If there’s going to be a revolution in American politics in the next decade, it will not come from the policy positions taken by a Democratic president; it will come from the Supreme Court appointments of that president.

A political revolution would come from overruling Citizens United v. Federal Election Commission, the 2010 decision by which the Supreme Court held that spending money constitutes constitutionally protected exercise of free speech rights, and the fact that most voters lack the resources to engage in much speech-by-spending is just their tough luck. The law in its majestic equality allows the rich and the poor alike to spend as much as they want to influence elections.

Both Clinton and Sanders want to see Citizens United overruled. Although Trump was critical of the Citizens United decision early on in his campaign, he promises to appoint Supreme Court justices in the mold of the late Antonin Scalia, who enthusiastically joined the 5 – 4 majority in Citizens United.

A political revolution would be furthered by overruling Shelby County v. Holder, the 2013 Supreme Court decision that threw out the section of the Voting Rights Act that required areas of the country with proven histories of illegal discrimination in voting rights to submit changes in voting rules to “pre-clearance” by the federal Justice Department. Overlooking a detailed, fact-based four justice dissent, the five-justice majority opined that “‘pervasive,’ ‘flagrant,’ ‘widespread,’ and ‘rampant’ discrimination” no longer exists in the application of voting rules, and that the pre-clearance requirement was outdated.

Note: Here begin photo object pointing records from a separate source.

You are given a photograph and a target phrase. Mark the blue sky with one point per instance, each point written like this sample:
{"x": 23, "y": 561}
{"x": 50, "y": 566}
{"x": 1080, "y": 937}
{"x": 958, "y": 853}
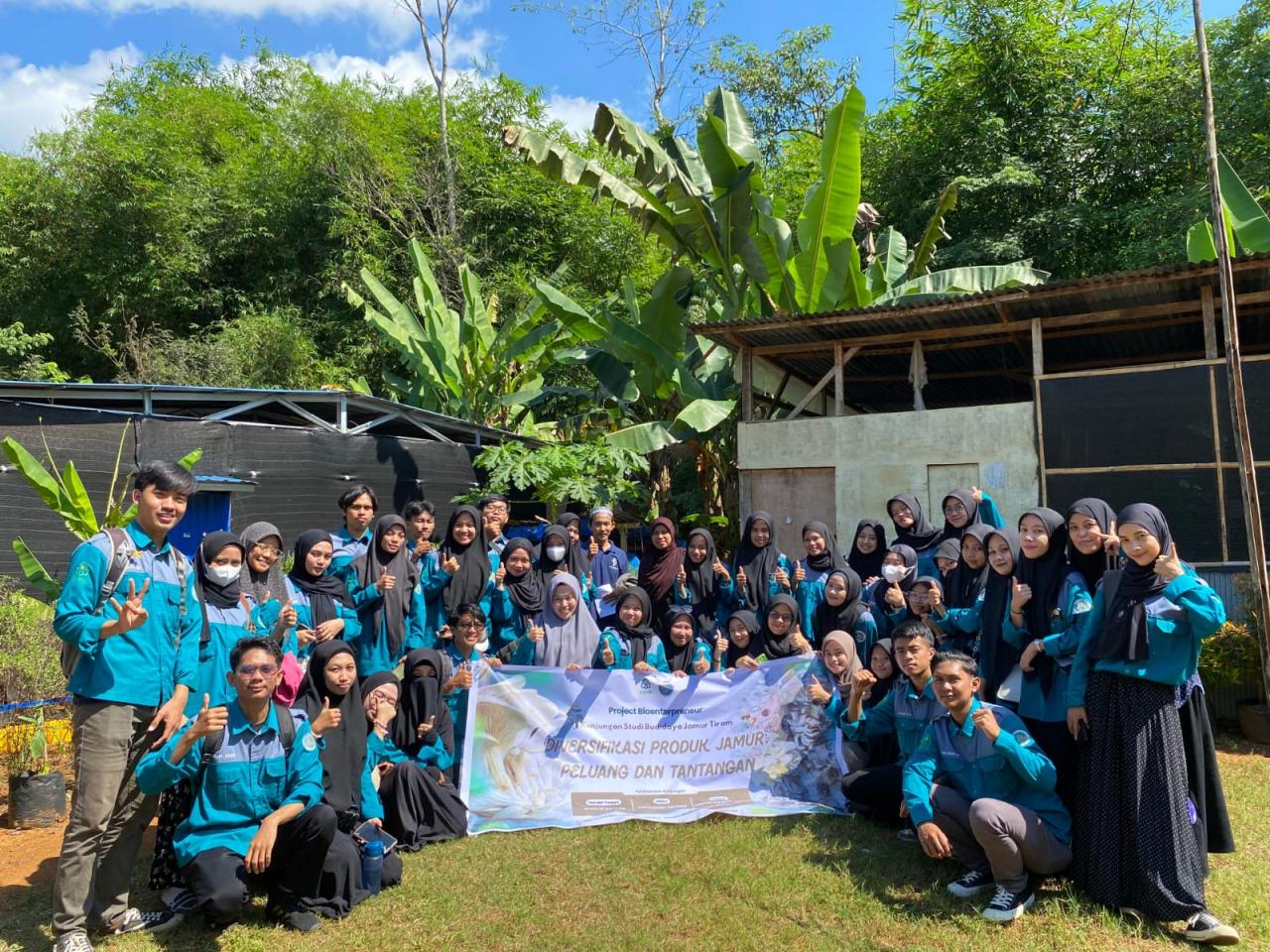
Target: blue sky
{"x": 55, "y": 54}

Republican states and municipalities reacted quickly to the elimination of the pre-clearance provision by enacting voting provisions clearly intended to discourage voting by groups, including African-Americans, that tend to vote Democratic. These states enacted voting restrictions that could not have survived pre-clearance – and, in some instances, restrictions that had actually been rejected before pre-clearance was struck down.

The restrictions imposed by one of those states, North Carolina, were invalidated last week by a federal appeals court that said that “the new provisions target African Americans with almost surgical precision” and that the provisions “impose cures for problems that did not exist.” The North Carolina legislature’s motivation was so nakedly racist that, before legislating, it sponsored research into the use of various voting provisions by race, then changed or eliminated provisions, like early voting, that were disproportionately used by African-Americans.

Both Clinton and Sanders want to “restore” the Voting Rights Act and aggressively expand voting rights; Trump has nothing to say about voting rights, but his baseless beefing about supposed voter fraud suggests that he will have no problems with his Scalia-like Supreme Court appointees following or even expanding on the Shelby County decision.